In the late 1730s Giambattista Tiepolo worked on the decoration of various churches including San Antonio in Padua, for which he painted The Martyrdom of Saint Agatha. For Santa Maria del Rosario in Venice, better known as the church of the Gesuati, he executed The Apparition of the Virgin to Saint Dominic, The Instruction of the Rosary and The Glory of Saint Dominic. This project was followed by a series of works for Sant’Alvise, for which he painted a large triptych on the Passion of Christ. During these years his fame increased together with the number of commissions that he received and in the late 1730s his style underwent a transformation with dark tones and a use of pronounced contrasts replaced by lighter shades. At this period Tiepolo also began to use dramatic illusionistic effects that would become a feature of his later output while deploying transparent tones, theatrical settings and a wealth of details that filled his compositions in an elegant manner.

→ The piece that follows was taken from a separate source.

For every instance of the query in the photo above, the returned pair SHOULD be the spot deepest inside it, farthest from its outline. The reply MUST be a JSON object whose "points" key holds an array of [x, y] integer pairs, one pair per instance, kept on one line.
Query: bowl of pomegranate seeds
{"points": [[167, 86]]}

The present canvas is a reproduction of the very large composition that he painted for the church of Sant’Alvise. It repeats all the elements to be found in that oil (measuring 450 x 517 cm), which was the central image of an altarpiece with The Crowning with Thorns and The Flagellation on the lateral wings. Overall, this was an extremely dramatic composition created through the careful arrangement of the groups of figures in a panoramic setting and their gestures, movements and highly dramatic poses. Tiepolo was inspired by the major cycles painted in Venice in the 16th century, in particular Tintoretto’s works for the Scuola Grande di San Rocco including The Crucifixion and Christ on the Route to Calvary, which Tiepolo reinterpreted for his major work for Sant’Alvise.
The present canvas appeared in the catalogues of the Collection from the year of its acquisition in 1957. In 1962 Morassi expressed doubts about its attribution and in 2002 Roberto Contini concluded that it involved workshop participation. A preliminary sketch for the Sant’Alvise painting is to be found in the Gemäldegalerie in Berlin which reveals some changes with respect to the final work, for example more emphasis on the space between the groups of figures. The Berlin museum also has another copy of the composition that is similar in size to the present one.
In the second half of the 18th century the present canvas was in the collection of Antoine Brentano von Birckenstock in Frankfurt, at which point it had a pair of a Crucifixion, now in the City Art Museum, Saint Louis. Christ on the Route to Calvary was included in the 1969 and 1971 catalogues of the Thyssen-Bornemisza collection as a work by Sebastiano Ricci. It was also considered to be part of a series of eight paintings of scenes from the Passion of Christ, now divided between the Musée du Louvre, the Hamburg Kunsthalle, the National Gallery, the City Art Museum, Saint Louis, the Boijmans-Van-Beuningen Museum, Rotterdam, and a private collection.